Refer to the CorrDiff preprint for more details.

The input (conditioning) dataset is taken from ERA5 reanalysis, a global dataset at spatial resolution of about 25km and a temporal resolution of 1h. The target dataset used in this study is a subset of the proprietary RWRF model data (Radar Data Assimilation with WRFDA 1). The RWRF model is one of the operational regional Numerical Weather Prediction (NWP) models developed by CWA, which focuses on radar Data Assimilation (DA) in the vicinity of Taiwan. The WRF - CWA system uses a nested 2km domain in a 10km that is driven by a global model (GFS) as boundary conditions.

To facilitate training, we interpolate the input data onto the curvirectangular grid of CWA with bilinear interpolation (with a rate of 4x), which results in 36 × 36 pixels over the region of Taiwan. Each sample in the input dataset consists of 20 channels. This includes four pressure levels (500 hPa, 700 hPa, 850 hPa, and 925 hPa) with four corresponding variables: temperature, eastward and northward components horizontal wind vector, and Geopotential Height. Additionally, the dataset includes single level variables such as 2 meter Temperature, 10 meter wind vector, and the total column water vapor.

The target dataset covers a duration of 52 months, specifically from January 2018 to April 2022. It has a temporal frequency of one hour and a spatial resolution of 2km. We use only the inner (nested) 2km domain, which has 448 × 448 pixels, projected using the Lambert conformal conical projection method around Taiwan. The geographical extent of the dataset spans from approximately 116.371°E to 125.568°E in longitude and 19.5483°N to 27.8446°N in latitude. We sub-selected 4 channels (variables) as the target variables, that are most relevant for practical forecasting: temperature at 2 meter above the surface, the horizontal winds at 10 meter above the surface and the 1h maximum radar reflectivity - a surrogate of expect precipitation. Notably, the radar reflectivity channel is not present in the input data and needs to be predicted based on the other channels, making its prediction strictly generative.

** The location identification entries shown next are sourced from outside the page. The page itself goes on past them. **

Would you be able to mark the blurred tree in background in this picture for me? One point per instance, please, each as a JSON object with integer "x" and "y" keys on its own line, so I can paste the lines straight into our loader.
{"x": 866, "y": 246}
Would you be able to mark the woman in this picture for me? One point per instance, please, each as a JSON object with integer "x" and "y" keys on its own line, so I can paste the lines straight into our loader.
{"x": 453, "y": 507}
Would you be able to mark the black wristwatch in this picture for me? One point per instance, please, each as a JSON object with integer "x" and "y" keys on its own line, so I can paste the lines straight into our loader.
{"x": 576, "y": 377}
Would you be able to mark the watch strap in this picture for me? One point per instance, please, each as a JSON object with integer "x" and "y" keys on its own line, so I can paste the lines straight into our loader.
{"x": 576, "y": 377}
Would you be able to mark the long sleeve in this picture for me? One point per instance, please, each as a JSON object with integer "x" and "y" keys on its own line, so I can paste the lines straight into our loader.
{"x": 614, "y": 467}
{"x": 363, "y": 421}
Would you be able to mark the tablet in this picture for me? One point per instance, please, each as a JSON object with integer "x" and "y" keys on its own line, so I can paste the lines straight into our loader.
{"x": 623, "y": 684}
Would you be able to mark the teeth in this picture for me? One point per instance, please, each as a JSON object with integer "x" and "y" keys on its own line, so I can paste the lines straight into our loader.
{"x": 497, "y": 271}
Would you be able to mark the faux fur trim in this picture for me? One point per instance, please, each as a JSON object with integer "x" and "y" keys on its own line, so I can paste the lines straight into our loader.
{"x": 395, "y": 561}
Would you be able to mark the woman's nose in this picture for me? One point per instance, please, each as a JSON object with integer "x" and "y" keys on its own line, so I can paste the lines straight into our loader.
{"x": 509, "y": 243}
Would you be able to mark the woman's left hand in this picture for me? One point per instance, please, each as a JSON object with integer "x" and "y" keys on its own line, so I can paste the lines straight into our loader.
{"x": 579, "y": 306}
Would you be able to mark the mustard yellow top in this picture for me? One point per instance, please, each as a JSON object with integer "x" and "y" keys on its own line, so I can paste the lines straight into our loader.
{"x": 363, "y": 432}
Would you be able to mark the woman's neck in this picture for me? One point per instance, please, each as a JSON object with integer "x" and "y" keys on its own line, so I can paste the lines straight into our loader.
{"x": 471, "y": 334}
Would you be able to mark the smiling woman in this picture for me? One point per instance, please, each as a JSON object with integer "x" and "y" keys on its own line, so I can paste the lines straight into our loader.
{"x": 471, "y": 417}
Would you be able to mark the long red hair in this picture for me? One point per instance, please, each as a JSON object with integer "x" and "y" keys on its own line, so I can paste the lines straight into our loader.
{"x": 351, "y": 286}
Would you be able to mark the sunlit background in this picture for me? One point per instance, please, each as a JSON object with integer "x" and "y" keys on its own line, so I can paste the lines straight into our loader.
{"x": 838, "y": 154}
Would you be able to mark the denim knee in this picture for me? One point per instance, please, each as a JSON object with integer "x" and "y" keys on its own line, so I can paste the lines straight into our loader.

To avoid over-fitting we divide the data into training and testing sets. Three years of data 2018-2020 are used for training (2,4154 samples total). For testing we use the full fourth year, 2021, as well as the first four months (January to April) of 2022.

The Zarr dataset used for training and testing the CorrDiff model is available for non-commercial use under the CC BY-NC-ND 4.0 license and can be downloaded from TBD.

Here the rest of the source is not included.